For small businesses, this activity is often captured in the form of customized spreadsheets. Some companies even develop a set of custom template screens to be used by the various departments. At some point, as your company becomes more complex due to increasing sales, more complex product offerings, or other change it gets more complicated, time consuming, and costly to keep this information up-to-date. There is no exact trigger that says, "OK, it’s time to make a change to an Enterprise Resource Planning (ERP)", but there are a few telltale signs that time may be coming.

  • The percentage of on-time deliveries appears to be fluctuating or dropping below 95%
  • The amount of time that sales is spending writing change orders as a percentage of overall orders is increasing.
  • Backlog is increasing faster than shipments (not necessarily a bad thing - but a head’s up that your operation is going to need to get more efficient, or hire more people).
  • Profitability is dropping while your $/Unit or $/Order are not changing enough to explain the shortfall (you’re probably losing control of costs or having to buy at expediting pricing).

The purpose of an ERP, in a nutshell, is this: data is entered once into a master database. That data is extracted on-demand by the various departments. This greatly simplifies individual actions, reduces errors and improves throughput. You may be able to look at other indicators for your particular business, but once you start wondering if an ERP tool might help, it’s time to start looking around for a solution.

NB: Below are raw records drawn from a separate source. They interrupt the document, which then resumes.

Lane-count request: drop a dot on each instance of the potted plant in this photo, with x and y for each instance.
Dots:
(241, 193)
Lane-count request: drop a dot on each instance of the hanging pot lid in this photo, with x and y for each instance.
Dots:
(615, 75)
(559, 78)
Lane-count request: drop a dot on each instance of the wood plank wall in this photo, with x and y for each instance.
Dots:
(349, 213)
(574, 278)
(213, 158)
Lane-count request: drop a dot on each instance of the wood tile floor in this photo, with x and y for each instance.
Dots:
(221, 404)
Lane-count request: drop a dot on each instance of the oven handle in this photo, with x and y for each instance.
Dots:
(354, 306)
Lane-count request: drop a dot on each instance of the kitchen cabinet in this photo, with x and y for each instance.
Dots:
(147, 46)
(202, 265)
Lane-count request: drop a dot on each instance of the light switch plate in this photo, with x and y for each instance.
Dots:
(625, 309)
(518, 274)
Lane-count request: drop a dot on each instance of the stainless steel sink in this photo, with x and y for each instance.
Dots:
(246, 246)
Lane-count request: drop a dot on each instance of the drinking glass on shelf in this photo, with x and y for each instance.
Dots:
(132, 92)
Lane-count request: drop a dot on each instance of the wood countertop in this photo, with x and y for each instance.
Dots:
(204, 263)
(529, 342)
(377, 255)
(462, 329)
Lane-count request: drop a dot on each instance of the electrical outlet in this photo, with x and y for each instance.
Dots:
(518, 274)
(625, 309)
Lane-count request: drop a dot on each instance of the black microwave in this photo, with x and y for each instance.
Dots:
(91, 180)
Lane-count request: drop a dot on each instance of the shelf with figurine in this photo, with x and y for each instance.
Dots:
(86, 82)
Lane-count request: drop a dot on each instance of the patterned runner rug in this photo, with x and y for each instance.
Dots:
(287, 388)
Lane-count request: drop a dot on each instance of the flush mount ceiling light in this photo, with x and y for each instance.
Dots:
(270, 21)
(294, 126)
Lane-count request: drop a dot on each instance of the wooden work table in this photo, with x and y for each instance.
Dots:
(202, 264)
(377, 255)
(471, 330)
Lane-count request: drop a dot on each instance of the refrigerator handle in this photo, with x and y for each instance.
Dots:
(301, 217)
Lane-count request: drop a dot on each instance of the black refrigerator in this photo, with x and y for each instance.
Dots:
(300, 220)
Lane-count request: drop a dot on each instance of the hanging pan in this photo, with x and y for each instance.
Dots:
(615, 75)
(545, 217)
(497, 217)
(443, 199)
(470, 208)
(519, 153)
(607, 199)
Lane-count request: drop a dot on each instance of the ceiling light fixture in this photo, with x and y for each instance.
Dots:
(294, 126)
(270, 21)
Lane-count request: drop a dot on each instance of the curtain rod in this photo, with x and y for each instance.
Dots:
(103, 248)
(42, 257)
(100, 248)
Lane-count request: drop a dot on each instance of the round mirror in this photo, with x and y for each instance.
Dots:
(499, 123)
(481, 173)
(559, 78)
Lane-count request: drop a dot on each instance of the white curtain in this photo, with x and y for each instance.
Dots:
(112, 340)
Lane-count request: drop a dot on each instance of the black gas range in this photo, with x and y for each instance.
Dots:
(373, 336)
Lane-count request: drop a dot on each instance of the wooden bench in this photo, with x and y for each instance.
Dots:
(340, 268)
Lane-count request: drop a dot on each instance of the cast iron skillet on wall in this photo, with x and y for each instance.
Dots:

A Good Process for Choosing an ERP

There are a number of steps that need to be taken for a successful implementation of an ERP system. Often people pay less attention to the human factors than the technology factors and it is one of the easiest mistakes to make. A lack of communication, transparency, and involvement, will make any implementation much more difficult than it needs to be. So the first step is to get buy-in from both upper management and the user community. It is important to share the vision of what a fully implemented ERP will bring to the company. There is value in consolidating information into a central database creating "A single source of truth", that is always current. Each department can then extract that data to a number of custom templates to get only the information that they need.

As part of getting buy-in, it is important to have knowledgeable people to represent the interests of each functional department. For most companies this will be Sales, Operation, Logistics (Warehouse), Engineering, Purchasing and planning, Finance and Marketing. You would need one representative from each of these departments that can weigh-in on the decision making process.

The job of this team is to establish the business needs, functional needs, interactions with existing systems and develop a few candidate ERP systems that they would want to interview. In the interest of clarity, business needs are things like Profit and loss (P&L) statements and Balance sheets. Functional needs are things like entering orders, and verifying shipments. Often it helps for departments to flow chart their processes marking what data they need (inputs) and what data they provide to the organization (outputs). It’s not unusual to find either duplicates of data being sent or data that gets sent but doesn’t drive anything. These are opportunities to improve the system either now or at the implementation phase. Interacting with existing systems refers to input or output devices like bar code scanners, label printers, or special product marking requirements.

The team should quickly develop a sense of the scope of what needs to be covered and then research the available ERP systems. Part of the research should include talking to other companies that are about the same size and see if they have undergone an ERP conversion and what their takeaways were. It is also important to take into account whether to use a cloud-based system or to use your own servers. A goal should be at least three companies to interview about their ERP offer. This interview should be a conference, not a classroom. At the end of the process the objective is to estimate a budget for implementation. Don’t forget to include user training, whether implementation is done by in-house personnel or an outside contractor. Allow at least three months of customer support after "Go Live".

Keep in mind that during implementation, there may be a drop in efficiency. Most companies handle that by pre-building orders where possible. With a realistic budget and an estimate of the efficiencies and value, the team can present cost of ownership and ROI (Return on Investment), and a specific recommendation. You can move ahead with confidence knowing that the combined experience has informed the recommendations your team has developed.